EAMxx: Option to run SHOC with no SGS variability (1.5 closure) #7188

bogensch · 2025-03-28T23:27:56Z

This PR adds an option to run SHOC with no SGS variability. This essentially reduces SHOC to a 1.5 TKE closure in the vertical.

If this option is activated (shoc_1p5tke= true):

The scalar variances and covariances are set to zero.
The third moment of vertical velocity is set to zero.
The above two assumptions will reduce the assumed PDF to an all-or-nothing closure.
Since an all-or-nothing closure is used this means SHOC’s buoyancy flux parameterization is now ill-posed due to the liquid water flux (w'ql') always being zero. The buoyancy flux is needed to close the buoyant production term in the TKE budget. In this case we close the buoyant production of TKE using the local moist brunt vaisalla frequency, which follows many 1.5 TKE closures.
Modifies the definition of the eddy diffusivities to align better with formulations used in a 1.5 scheme.
Modifies the length scale definition to be exactly that of SAM when a 1.5 TKE closure is activated.

I have verified in several cases, and one ne30 simulation, that if this option is activate that cloud fraction will always be either 0 or 1 using instantaneous output.

Since this scheme is set to false by default, this should be a b4b PR.

…r 1p5 TKE closure

…nteractively and should be kept for output purposes

mahf708

Minor formatting issues, otherwise looks good. Preliminary approval to get the CI to run.

AaronDonahue

Looks good to me. I had a question about one of the functions.
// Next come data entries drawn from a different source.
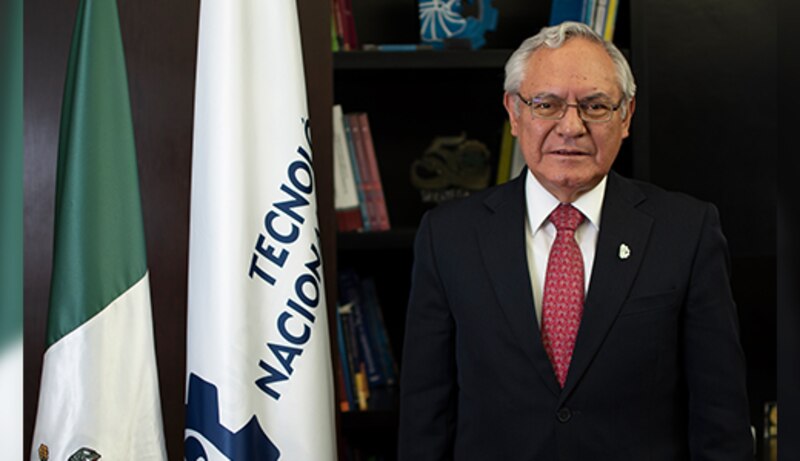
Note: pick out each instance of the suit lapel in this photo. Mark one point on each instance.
(502, 244)
(613, 272)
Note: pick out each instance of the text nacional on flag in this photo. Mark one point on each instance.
(259, 377)
(282, 224)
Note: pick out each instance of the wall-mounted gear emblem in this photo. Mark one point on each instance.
(442, 20)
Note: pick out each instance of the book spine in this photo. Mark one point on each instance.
(345, 189)
(350, 36)
(357, 173)
(611, 20)
(367, 181)
(343, 376)
(600, 17)
(381, 212)
(506, 149)
(350, 286)
(383, 345)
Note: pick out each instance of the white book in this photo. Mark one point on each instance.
(345, 190)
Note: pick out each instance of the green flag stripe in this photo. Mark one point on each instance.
(99, 247)
(10, 171)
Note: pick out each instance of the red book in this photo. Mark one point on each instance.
(375, 185)
(366, 181)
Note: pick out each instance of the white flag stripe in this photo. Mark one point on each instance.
(250, 147)
(11, 386)
(108, 411)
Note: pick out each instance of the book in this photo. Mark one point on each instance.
(380, 335)
(375, 185)
(599, 20)
(369, 185)
(504, 156)
(357, 173)
(349, 25)
(343, 374)
(587, 12)
(565, 10)
(353, 358)
(336, 42)
(345, 190)
(611, 20)
(350, 292)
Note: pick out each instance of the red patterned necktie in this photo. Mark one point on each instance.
(562, 303)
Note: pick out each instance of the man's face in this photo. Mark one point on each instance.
(569, 156)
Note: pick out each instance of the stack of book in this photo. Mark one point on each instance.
(358, 191)
(601, 15)
(368, 368)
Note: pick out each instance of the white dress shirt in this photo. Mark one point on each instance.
(540, 232)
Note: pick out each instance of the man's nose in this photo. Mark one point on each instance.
(571, 124)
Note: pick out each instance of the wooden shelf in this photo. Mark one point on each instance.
(426, 59)
(392, 239)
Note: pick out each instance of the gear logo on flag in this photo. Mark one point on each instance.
(202, 417)
(84, 454)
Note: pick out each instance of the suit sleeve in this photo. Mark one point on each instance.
(428, 389)
(719, 423)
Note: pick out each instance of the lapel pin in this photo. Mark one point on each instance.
(624, 251)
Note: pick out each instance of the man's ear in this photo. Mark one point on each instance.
(511, 103)
(626, 124)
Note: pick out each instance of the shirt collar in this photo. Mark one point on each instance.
(540, 203)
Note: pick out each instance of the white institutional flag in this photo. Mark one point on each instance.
(259, 373)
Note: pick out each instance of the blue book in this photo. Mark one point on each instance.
(344, 356)
(350, 289)
(380, 335)
(362, 199)
(566, 10)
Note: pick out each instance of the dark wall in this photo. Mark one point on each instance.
(707, 124)
(160, 40)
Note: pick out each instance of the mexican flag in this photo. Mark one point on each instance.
(99, 394)
(11, 229)
(259, 376)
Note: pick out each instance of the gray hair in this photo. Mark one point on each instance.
(555, 37)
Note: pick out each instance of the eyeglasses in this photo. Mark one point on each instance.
(554, 108)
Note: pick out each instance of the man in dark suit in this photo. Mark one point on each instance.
(641, 362)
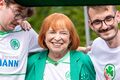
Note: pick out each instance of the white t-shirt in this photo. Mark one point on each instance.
(14, 49)
(57, 70)
(105, 58)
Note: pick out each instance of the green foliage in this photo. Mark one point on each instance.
(75, 13)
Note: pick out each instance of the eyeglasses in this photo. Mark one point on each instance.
(109, 20)
(18, 14)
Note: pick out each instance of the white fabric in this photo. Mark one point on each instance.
(13, 60)
(102, 55)
(61, 71)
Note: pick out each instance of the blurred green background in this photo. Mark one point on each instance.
(75, 13)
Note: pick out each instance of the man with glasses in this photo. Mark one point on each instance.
(105, 51)
(15, 44)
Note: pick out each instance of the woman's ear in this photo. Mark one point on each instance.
(118, 16)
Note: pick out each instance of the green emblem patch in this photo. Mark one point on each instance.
(110, 70)
(15, 44)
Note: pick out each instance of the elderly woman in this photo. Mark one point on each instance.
(60, 60)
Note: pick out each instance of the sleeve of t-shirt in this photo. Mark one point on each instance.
(34, 46)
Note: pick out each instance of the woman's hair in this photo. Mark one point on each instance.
(57, 21)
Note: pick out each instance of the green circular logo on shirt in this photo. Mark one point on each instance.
(15, 44)
(110, 70)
components/eamxx/src/physics/shoc/tests/infra/shoc_test_data.cpp

tcclevenger · 2025-05-08T18:38:36Z

Shoc unit tests failing on both gpu and cpu. CIME cases seem fine.

bogensch · 2025-05-12T19:26:14Z

Total bummer summer.

It looks like (from what I can tell) the SHOC property tests are passing but the b4b tests are failing for the routines I modified. Example, they are all failing with the error:

-------------------------------------------------------------------------------
diag_second_moments_bfb
-------------------------------------------------------------------------------
/home/runner/_work/E3SM/E3SM/components/eamxx/src/physics/shoc/tests/shoc_diag_second_moments_tests.cpp:364
...............................................................................
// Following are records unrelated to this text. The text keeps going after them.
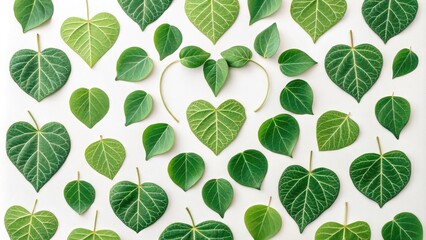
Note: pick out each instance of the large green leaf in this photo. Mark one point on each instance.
(144, 12)
(336, 130)
(280, 134)
(388, 18)
(216, 128)
(38, 153)
(316, 17)
(212, 17)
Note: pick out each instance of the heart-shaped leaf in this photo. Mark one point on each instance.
(216, 128)
(212, 17)
(38, 153)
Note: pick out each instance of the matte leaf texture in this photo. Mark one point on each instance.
(216, 74)
(404, 63)
(137, 107)
(237, 56)
(355, 69)
(38, 153)
(216, 127)
(294, 62)
(186, 169)
(106, 156)
(158, 139)
(193, 56)
(42, 73)
(89, 105)
(24, 225)
(212, 17)
(144, 12)
(316, 17)
(404, 226)
(248, 168)
(32, 13)
(336, 130)
(260, 9)
(381, 177)
(140, 205)
(268, 41)
(388, 18)
(167, 40)
(218, 195)
(297, 97)
(280, 134)
(134, 65)
(393, 113)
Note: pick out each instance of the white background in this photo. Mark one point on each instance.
(182, 86)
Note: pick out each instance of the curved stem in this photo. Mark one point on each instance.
(161, 90)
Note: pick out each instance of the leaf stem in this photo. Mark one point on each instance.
(161, 90)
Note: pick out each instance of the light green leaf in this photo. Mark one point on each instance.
(89, 105)
(212, 17)
(216, 128)
(134, 65)
(316, 17)
(336, 130)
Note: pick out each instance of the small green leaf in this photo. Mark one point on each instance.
(297, 97)
(294, 62)
(280, 134)
(336, 130)
(137, 107)
(186, 169)
(248, 168)
(218, 195)
(158, 139)
(268, 42)
(89, 105)
(404, 63)
(167, 40)
(134, 65)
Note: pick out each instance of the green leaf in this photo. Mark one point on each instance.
(38, 153)
(316, 17)
(263, 222)
(106, 156)
(167, 40)
(294, 62)
(212, 17)
(336, 130)
(137, 107)
(218, 195)
(32, 13)
(388, 18)
(216, 74)
(381, 177)
(297, 97)
(260, 9)
(186, 169)
(268, 41)
(134, 65)
(79, 195)
(248, 168)
(393, 113)
(138, 206)
(193, 56)
(404, 63)
(404, 226)
(280, 134)
(237, 56)
(89, 105)
(158, 139)
(91, 38)
(144, 12)
(216, 127)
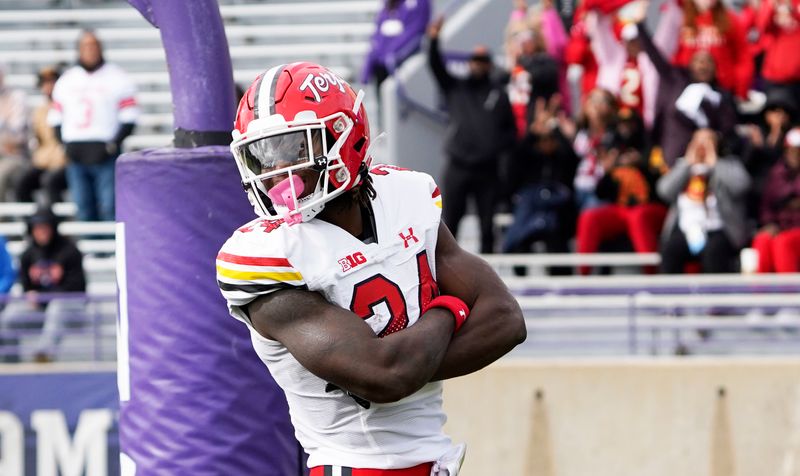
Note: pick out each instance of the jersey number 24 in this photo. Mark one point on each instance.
(378, 289)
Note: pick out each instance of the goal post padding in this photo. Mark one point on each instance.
(201, 402)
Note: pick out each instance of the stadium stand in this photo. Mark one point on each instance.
(33, 38)
(620, 314)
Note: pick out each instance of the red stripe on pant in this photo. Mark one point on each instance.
(423, 469)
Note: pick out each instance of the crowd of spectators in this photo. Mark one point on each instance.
(674, 134)
(64, 149)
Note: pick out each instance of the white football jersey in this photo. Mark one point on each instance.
(383, 282)
(90, 106)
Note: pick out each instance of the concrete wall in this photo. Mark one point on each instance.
(686, 417)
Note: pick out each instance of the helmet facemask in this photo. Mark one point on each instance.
(274, 163)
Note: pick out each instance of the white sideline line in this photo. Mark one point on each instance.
(572, 259)
(104, 15)
(634, 281)
(667, 301)
(655, 323)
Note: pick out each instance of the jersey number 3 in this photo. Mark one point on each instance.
(378, 289)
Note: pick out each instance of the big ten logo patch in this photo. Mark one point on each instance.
(349, 262)
(321, 83)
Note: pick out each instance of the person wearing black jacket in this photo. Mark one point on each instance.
(50, 264)
(672, 128)
(541, 178)
(481, 129)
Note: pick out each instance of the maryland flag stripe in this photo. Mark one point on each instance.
(236, 269)
(252, 260)
(437, 198)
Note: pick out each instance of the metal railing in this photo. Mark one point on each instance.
(58, 326)
(654, 315)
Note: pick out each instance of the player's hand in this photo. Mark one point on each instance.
(435, 28)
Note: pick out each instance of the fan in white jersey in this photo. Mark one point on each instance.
(357, 297)
(94, 109)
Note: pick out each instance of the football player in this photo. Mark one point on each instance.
(358, 298)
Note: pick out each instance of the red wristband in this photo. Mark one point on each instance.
(453, 304)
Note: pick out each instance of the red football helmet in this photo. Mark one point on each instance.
(294, 120)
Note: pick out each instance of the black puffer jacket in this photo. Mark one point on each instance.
(55, 267)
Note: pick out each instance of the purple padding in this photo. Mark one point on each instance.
(201, 401)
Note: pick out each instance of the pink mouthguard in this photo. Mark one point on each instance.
(281, 194)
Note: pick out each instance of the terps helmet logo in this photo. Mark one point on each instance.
(321, 83)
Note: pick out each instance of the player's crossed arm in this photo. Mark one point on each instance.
(339, 347)
(495, 324)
/home/runner/_work/E3SM/E3SM/components/eamxx/src/physics/shoc/tests/shoc_diag_second_moments_tests.cpp:364: FAILED:
due to unexpected exception with message:
  
 FAIL:
  nread == sz
  /home/runner/_work/E3SM/E3SM/externals/ekat/src/ekat/util/ekat_file_utils.
  hpp:24
  read: nread = 389631 sz = 389632

Probably related to me add the shoc_1p5tke bool to the data structure for these tests? Note that this was the part I was least confident about in my changes so if someone could double check this for me...

AaronDonahue · 2025-05-12T22:36:54Z

@tcclevenger would you be able to check on the test that Peter B. posts about up above?

tcclevenger · 2025-05-13T14:25:52Z

@bogensch @AaronDonahue Yeah, unit test related, should be a simple fix. I'll take a look.

tcclevenger · 2025-05-13T20:14:08Z

components/eamxx/src/physics/shoc/tests/shoc_diag_second_moments_tests.cpp

+      DiagSecondMomentsData(36,  72, 73, 2),
+      DiagSecondMomentsData(72,  72, 73, 2),
+      DiagSecondMomentsData(128, 72, 73, 2),
+      DiagSecondMomentsData(256, 72, 73, 2),


@bogensch Isn't this a bool? Why is it being set to 2?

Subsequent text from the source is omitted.